Sperl has plenty of stories of his own, many published in “Living to Fish, Fishing to Live.” He’s also working on other writing projects.
Out on the water, in addition to thousands of pounds of shrimp (his record day was 22,000 pounds) he’s caught some unusual things — a golf ball, a bicycle, a high-heeled shoe. And, of course, all kinds of fish. “Some of them you can’t even find the names for,” he said.
Last winter, Sperl was fishing when a couple of whales approached and, suddenly, the boat began to tip.
He pulled up the trawl and saw black skin and grease — blubber — all over the cable. “One of them must have caught a fluke on the cable,” he said. “That grease was on the cable for about a week.”
Fishing and storytelling are important to Sperl, but the most important thing is community: his family, his spiritual community, and the community of Petersburg itself.

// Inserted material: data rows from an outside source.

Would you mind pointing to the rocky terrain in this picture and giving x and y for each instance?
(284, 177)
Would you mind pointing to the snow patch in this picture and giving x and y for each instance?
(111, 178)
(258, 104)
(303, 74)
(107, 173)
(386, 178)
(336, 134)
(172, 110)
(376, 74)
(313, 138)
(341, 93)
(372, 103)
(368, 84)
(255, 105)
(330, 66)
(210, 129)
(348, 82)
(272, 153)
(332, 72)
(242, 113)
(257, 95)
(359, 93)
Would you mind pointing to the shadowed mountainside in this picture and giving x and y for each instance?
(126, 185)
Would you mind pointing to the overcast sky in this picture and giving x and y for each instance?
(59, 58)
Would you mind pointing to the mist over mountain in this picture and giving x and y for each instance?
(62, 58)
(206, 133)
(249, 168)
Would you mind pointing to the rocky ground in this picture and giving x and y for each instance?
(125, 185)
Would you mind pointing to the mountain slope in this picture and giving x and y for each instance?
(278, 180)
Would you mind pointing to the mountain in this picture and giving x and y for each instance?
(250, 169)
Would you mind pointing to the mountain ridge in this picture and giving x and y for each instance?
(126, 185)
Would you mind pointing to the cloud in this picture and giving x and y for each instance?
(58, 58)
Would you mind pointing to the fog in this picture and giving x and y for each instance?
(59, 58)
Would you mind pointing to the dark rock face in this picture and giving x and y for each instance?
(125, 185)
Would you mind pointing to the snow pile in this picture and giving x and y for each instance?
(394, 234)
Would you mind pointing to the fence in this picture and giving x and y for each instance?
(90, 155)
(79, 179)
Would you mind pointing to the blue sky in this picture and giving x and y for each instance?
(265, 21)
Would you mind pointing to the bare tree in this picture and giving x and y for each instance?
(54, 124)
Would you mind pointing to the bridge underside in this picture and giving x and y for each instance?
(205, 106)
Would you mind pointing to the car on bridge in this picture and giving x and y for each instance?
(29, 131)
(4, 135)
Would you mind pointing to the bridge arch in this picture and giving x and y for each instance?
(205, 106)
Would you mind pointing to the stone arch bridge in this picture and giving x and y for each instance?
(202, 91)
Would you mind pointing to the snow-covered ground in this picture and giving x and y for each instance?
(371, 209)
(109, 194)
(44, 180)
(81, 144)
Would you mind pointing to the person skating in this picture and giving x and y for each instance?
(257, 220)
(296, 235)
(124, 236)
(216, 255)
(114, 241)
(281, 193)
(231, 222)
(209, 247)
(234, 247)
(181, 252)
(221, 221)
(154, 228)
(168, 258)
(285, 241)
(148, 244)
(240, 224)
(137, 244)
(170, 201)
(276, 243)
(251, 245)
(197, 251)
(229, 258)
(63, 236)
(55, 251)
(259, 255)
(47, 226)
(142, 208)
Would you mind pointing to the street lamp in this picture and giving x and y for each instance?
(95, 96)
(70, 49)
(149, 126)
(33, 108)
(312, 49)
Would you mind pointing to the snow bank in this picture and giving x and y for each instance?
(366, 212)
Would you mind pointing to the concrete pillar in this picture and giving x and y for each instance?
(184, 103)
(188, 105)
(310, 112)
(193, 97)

While he gets praised for his contributions — like donating 700 pounds of shrimp for a Petersburg High School basketball fundraiser — Sperl said he’d almost prefer he weren’t recognized, because contributions are by no means one-way.
“Doing good things for each other — that’s what keeps our community what it is,” Sperl said. “Community members supporting each other, helping each other in times of crisis.… It’s a wonderful community. That’s why I’ll never move … you go down the street and you know everybody. You go down the dock, and it might take you an hour to get down to your boat sometimes.”
He and his nondenominational Christian “spiritual family” meet in homes, “just like in the Bible,” Sperl said. They also meet to discuss certain topics — one recent topic was miracles. Ministers travel from place to place.
“It’s like a potluck spiritually,” he said of some of the discussion groups. “I was lucky. I grew up with it.”
Sperl doesn’t have much competition from shrimpers in Petersburg.
“It’s a tough fishery, and it’s a dangerous fishery if you don’t know what you’re doing,” he said.
After years of teaching, and almost 30 years shrimping and selling on the dock in Petersburg, Sperl has a loyal customer base. He hasn’t ever changed his prices, he said.
“If I want to make more money, I just go catch more shrimp,” he said. “I don’t need (money). But people need more shrimp. … I try to keep it family, try to keep it low-key. Selling to customers is really rewarding. They look forward to your signs. They look forward to visiting with you a little bit. … You know everybody, or if you don’t, you find out in a hurry.”
*In case you were wondering, we meant to spell “Rime” that way. It’s an allusion to the Samuel Taylor Coleridge poem “The Rime of the Ancient Mariner.”
An excerpt from one of Sperl’s poems:
In the towns by coastal waters there is a dread disease,
And it’s easy to be infected, so visitors, be careful please!
The familiar fishing fever, once it gets in your veins,
Hooks you, whether done as a sport, or for monetary gains.
It’s contagious, worse than measles, the black plague or the flu,
Why you might catch it just by gathering, a round the old barbeque!
Infectious germs are in the air, like any other ill,
And people can catch the bug from the aromas off the grill!
Of course a taste of what’s been caught, given to friends or kin,
Can kindle a desire, for serious fishing to begin.
Samples of Lutefisk or beer bits, of salmon, smoked or fried,
Will just cause the fishing fever to be intensified! …
No matter how the illness is spread; by taste or hearing tales
Once hooked, a fellow is done for, when the love to fish prevails.